ORNL researchers and their collaborators are complementing EBI's efforts by focusing on organisms that are critical to DOE missions. They are working to make the toolkit available to other users on Summit and to share the thousands of protein structures they've modeled as downloadable datasets to facilitate science.
"This is a technology that is difficult for many research groups to just spin up," Sedova said. "We hope to make it more accessible now that we've formatted it for Summit."
Using AlphaFold 2, with its many software modules and 1.5 terabyte database, requires significant amounts of memory and many powerful parallel processing units. Running it on Summit was a multi-step process that required a team of experts at the Oak Ridge Leadership Computing Facility, a DOE Office of Science user facility.
ORNL's Ryan Prout, Subil Abraham, Nicholas Quentin Haas, Wael Elwasif and Mark Coletti were critical to the implementation process, which relied in part on a unique capability called a Singularity container that was originally developed by Lawrence Berkeley National Laboratory. Mu Gao contributed by deconstructing DeepMind's AlphaFold 2 workflow so it could make efficient use of the OLCF resources, including Summit and the Andes system.

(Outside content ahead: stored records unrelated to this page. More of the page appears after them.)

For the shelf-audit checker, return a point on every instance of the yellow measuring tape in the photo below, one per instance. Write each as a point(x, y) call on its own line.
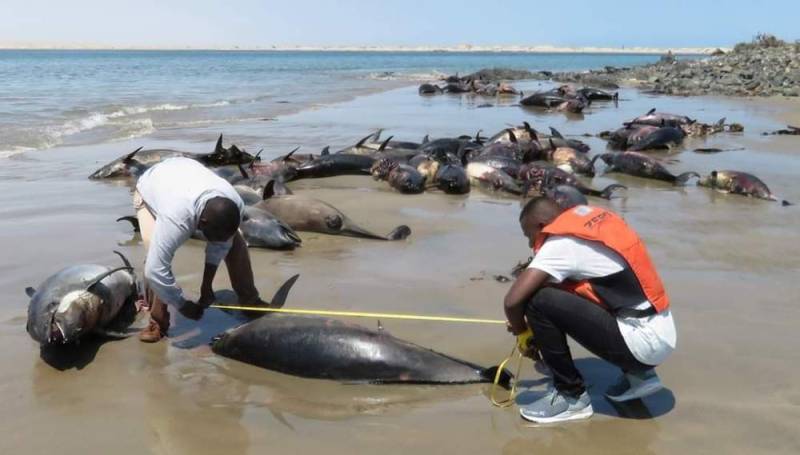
point(519, 347)
point(358, 314)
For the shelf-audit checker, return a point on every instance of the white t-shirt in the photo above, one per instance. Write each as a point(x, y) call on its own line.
point(651, 339)
point(176, 191)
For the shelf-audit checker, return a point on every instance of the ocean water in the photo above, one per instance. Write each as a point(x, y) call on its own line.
point(51, 98)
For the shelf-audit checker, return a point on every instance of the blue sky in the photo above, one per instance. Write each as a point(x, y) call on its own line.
point(212, 23)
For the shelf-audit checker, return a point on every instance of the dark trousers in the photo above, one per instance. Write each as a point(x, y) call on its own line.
point(553, 314)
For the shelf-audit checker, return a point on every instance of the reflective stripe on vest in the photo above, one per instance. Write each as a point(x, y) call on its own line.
point(600, 225)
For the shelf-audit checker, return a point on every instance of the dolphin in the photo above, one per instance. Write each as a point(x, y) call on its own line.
point(308, 214)
point(323, 348)
point(641, 165)
point(135, 163)
point(82, 299)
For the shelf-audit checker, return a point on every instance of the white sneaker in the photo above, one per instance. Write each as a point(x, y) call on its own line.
point(634, 386)
point(558, 407)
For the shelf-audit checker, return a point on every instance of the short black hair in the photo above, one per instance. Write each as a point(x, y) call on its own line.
point(222, 218)
point(538, 204)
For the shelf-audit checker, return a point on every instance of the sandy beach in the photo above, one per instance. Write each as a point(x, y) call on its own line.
point(730, 265)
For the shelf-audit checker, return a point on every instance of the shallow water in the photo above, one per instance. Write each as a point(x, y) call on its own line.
point(729, 263)
point(51, 98)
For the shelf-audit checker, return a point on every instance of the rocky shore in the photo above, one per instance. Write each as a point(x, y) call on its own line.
point(766, 66)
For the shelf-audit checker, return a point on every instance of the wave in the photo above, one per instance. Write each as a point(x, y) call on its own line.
point(411, 77)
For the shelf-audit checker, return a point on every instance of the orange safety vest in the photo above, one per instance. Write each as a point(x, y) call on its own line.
point(600, 225)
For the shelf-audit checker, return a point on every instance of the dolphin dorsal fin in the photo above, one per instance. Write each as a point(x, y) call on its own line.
point(288, 155)
point(124, 259)
point(94, 281)
point(528, 128)
point(385, 143)
point(269, 190)
point(511, 136)
point(361, 142)
point(129, 157)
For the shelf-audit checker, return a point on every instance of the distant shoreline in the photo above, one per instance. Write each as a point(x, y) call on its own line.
point(541, 49)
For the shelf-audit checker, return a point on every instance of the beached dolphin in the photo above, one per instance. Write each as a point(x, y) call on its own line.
point(641, 165)
point(565, 196)
point(654, 118)
point(742, 183)
point(336, 164)
point(538, 178)
point(664, 137)
point(554, 100)
point(483, 175)
point(595, 94)
point(82, 299)
point(452, 179)
point(430, 89)
point(259, 228)
point(402, 177)
point(262, 229)
point(308, 214)
point(323, 348)
point(569, 159)
point(138, 161)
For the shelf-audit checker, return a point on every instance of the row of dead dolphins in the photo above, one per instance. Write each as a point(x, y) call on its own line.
point(565, 98)
point(517, 161)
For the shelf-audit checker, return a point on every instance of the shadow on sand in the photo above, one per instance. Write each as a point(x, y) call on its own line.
point(599, 375)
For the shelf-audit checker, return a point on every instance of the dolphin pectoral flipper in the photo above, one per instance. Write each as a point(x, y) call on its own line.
point(399, 233)
point(683, 178)
point(94, 281)
point(505, 376)
point(279, 299)
point(131, 219)
point(112, 334)
point(128, 158)
point(124, 259)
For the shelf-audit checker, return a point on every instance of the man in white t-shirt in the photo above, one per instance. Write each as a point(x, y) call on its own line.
point(591, 279)
point(174, 200)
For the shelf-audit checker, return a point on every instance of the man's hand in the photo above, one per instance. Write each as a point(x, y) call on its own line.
point(191, 310)
point(255, 302)
point(206, 298)
point(515, 332)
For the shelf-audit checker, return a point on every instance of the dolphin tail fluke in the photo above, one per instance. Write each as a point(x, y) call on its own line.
point(131, 219)
point(504, 380)
point(401, 232)
point(279, 299)
point(683, 178)
point(124, 259)
point(608, 191)
point(398, 233)
point(129, 157)
point(94, 281)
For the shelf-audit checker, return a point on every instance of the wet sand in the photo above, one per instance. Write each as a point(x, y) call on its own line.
point(730, 265)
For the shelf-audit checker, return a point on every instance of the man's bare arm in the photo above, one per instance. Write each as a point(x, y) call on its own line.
point(528, 282)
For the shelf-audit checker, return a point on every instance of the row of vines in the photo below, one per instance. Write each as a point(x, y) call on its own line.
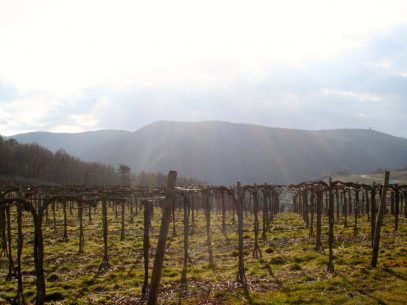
point(336, 202)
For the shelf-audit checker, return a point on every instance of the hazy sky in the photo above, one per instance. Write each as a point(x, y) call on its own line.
point(86, 65)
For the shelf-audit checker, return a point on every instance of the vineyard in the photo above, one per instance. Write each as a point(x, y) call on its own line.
point(315, 242)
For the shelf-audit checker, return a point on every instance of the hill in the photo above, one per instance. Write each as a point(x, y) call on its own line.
point(221, 152)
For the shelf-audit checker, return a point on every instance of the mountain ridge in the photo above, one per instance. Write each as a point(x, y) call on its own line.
point(223, 152)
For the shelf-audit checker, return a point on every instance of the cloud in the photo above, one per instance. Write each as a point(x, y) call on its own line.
point(131, 64)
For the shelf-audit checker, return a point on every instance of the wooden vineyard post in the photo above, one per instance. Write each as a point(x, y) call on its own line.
point(241, 277)
point(305, 203)
point(379, 222)
point(3, 231)
point(256, 251)
point(266, 219)
point(104, 266)
point(356, 213)
point(39, 256)
point(81, 237)
point(345, 209)
point(122, 220)
point(162, 239)
point(318, 245)
point(397, 208)
point(222, 196)
point(20, 294)
point(311, 204)
point(146, 244)
point(11, 269)
point(373, 212)
point(65, 239)
point(331, 226)
point(207, 207)
point(90, 215)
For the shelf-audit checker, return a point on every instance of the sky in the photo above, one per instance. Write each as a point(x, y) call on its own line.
point(71, 66)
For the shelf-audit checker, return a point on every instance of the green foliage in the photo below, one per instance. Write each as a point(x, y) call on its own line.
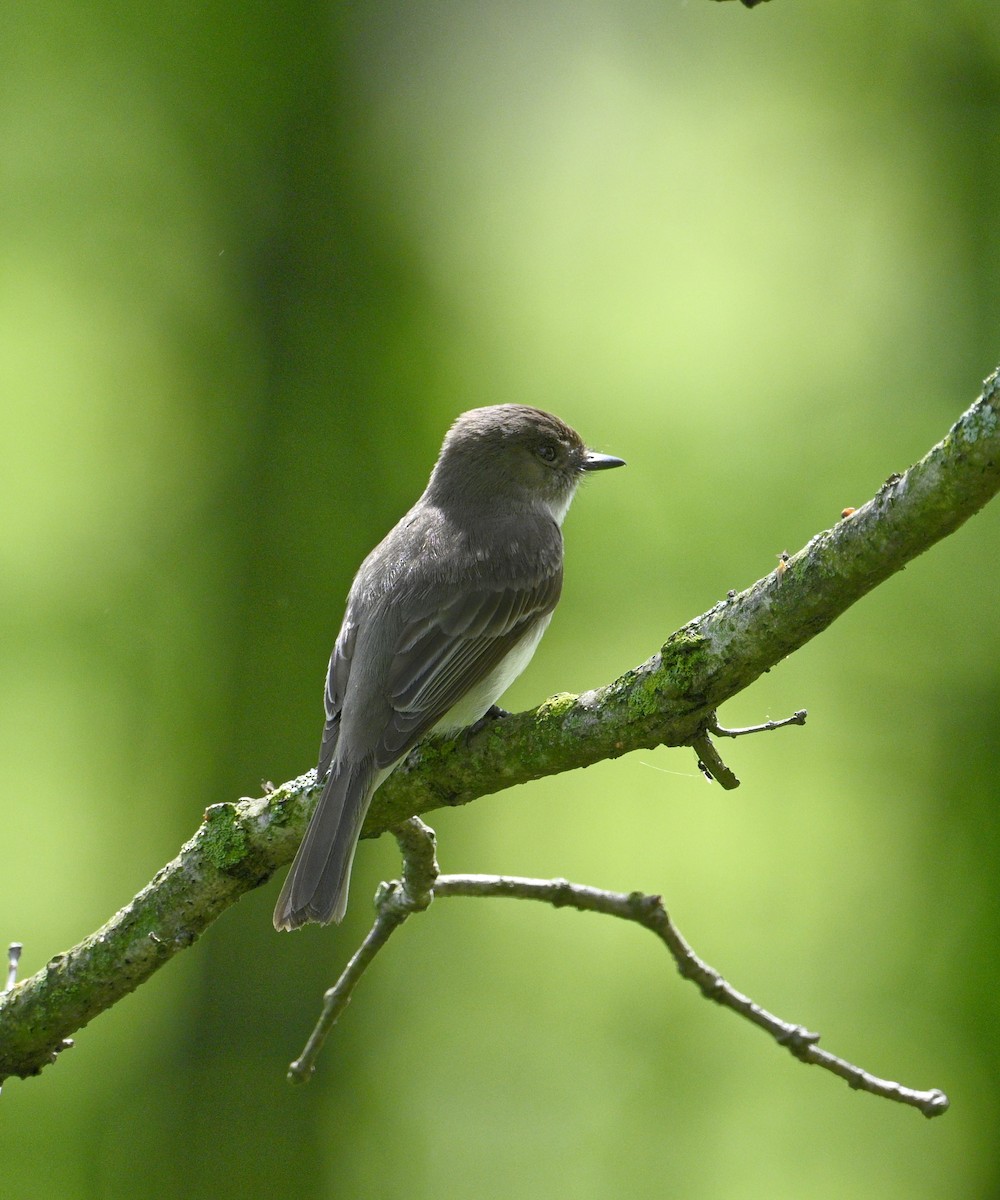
point(253, 262)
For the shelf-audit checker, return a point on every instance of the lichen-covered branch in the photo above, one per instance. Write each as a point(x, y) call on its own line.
point(669, 700)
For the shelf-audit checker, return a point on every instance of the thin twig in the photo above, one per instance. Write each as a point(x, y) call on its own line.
point(13, 958)
point(710, 761)
point(720, 732)
point(394, 903)
point(650, 912)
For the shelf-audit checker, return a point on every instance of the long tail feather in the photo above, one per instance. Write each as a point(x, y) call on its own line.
point(316, 888)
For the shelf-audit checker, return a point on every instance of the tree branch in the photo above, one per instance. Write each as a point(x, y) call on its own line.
point(669, 700)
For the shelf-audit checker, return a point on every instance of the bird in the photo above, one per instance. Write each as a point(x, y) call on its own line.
point(442, 617)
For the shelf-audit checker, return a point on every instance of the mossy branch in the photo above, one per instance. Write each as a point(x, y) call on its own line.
point(669, 700)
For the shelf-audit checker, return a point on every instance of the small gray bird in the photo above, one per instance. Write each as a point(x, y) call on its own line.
point(441, 619)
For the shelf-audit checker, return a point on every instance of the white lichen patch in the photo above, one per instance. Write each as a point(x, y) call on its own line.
point(977, 424)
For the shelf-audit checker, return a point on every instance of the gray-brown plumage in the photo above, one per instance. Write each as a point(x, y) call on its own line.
point(442, 617)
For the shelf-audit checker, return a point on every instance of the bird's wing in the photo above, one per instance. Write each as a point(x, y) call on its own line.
point(443, 654)
point(333, 697)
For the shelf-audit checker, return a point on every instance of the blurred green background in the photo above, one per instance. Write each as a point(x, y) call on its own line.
point(253, 259)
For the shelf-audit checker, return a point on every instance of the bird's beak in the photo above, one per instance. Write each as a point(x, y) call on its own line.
point(594, 461)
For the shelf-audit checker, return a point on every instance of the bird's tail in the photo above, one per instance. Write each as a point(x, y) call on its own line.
point(316, 888)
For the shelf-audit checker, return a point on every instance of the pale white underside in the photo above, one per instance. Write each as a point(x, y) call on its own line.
point(480, 699)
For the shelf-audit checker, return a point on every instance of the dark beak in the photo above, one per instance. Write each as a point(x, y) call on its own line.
point(594, 461)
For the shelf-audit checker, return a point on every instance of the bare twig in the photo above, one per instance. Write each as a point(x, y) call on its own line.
point(710, 761)
point(650, 912)
point(664, 701)
point(394, 903)
point(720, 732)
point(13, 958)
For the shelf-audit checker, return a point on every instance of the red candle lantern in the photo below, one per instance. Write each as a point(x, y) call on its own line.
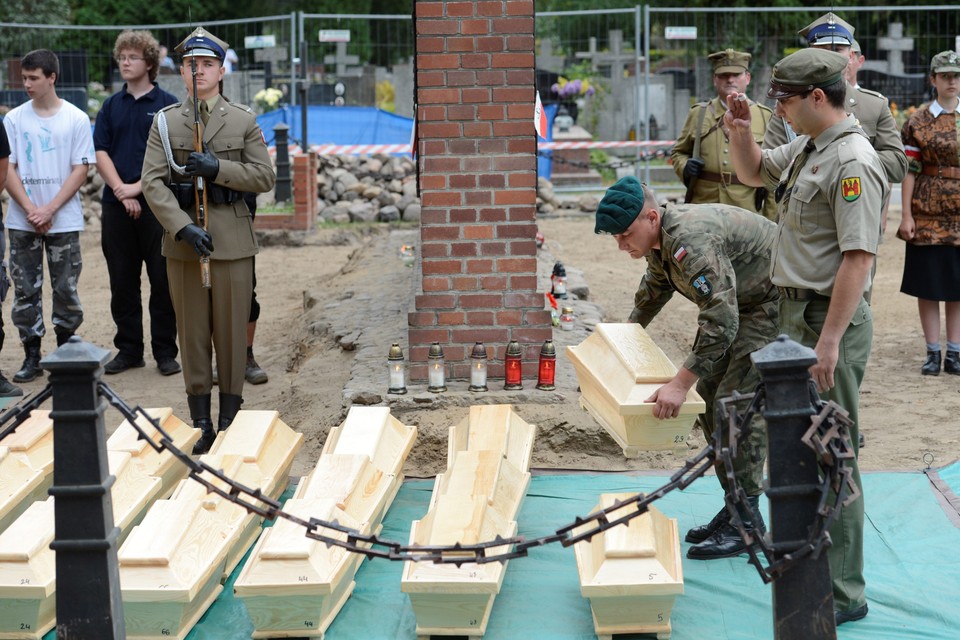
point(513, 367)
point(548, 367)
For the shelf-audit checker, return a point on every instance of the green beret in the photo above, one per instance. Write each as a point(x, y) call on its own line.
point(945, 62)
point(620, 206)
point(806, 70)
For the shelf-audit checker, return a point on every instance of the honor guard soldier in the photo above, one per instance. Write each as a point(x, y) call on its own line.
point(830, 186)
point(202, 154)
point(870, 108)
point(701, 155)
point(718, 257)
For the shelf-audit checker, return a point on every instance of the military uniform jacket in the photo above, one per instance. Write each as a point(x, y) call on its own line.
point(715, 152)
point(872, 111)
point(233, 135)
point(833, 205)
point(718, 257)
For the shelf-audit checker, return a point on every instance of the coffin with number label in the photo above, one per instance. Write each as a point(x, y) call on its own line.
point(618, 367)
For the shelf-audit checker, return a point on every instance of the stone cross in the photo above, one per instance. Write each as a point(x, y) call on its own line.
point(547, 60)
point(341, 59)
point(896, 44)
point(615, 59)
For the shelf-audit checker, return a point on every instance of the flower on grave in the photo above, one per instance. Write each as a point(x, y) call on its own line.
point(572, 89)
point(268, 99)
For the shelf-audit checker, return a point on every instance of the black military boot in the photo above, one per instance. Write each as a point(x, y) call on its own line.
point(31, 362)
point(229, 405)
point(704, 531)
point(932, 366)
point(951, 364)
point(200, 414)
point(726, 541)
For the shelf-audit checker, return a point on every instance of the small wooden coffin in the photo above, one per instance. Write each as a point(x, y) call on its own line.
point(158, 464)
point(294, 586)
point(474, 500)
point(172, 564)
point(28, 564)
point(631, 573)
point(618, 368)
point(26, 466)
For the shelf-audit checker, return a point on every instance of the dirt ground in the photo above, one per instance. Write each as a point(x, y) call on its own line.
point(910, 421)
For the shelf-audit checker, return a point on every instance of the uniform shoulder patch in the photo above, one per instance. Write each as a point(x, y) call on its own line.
point(850, 188)
point(702, 285)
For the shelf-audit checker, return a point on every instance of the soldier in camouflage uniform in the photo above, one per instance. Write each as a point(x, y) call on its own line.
point(718, 257)
point(706, 168)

The work will evolve as the tools change, including the advancement to exascale computing with the Frontier system being built at ORNL, expected to exceed a quintillion, or 1018, calculations per second. Sedova is excited about the possibilities.
"With these kinds of tools in our tool belt that are both structure-based and deep learning-based, this resource can help give us information about these proteins of unknown function—sequences that have no matches to other sequences in the entire repository of known proteins," Sedova said. "This unlocks a lot of new knowledge and potential to address national priorities through bioengineering. For instance, there are potentially many enzymes with useful functions that have not yet been discovered."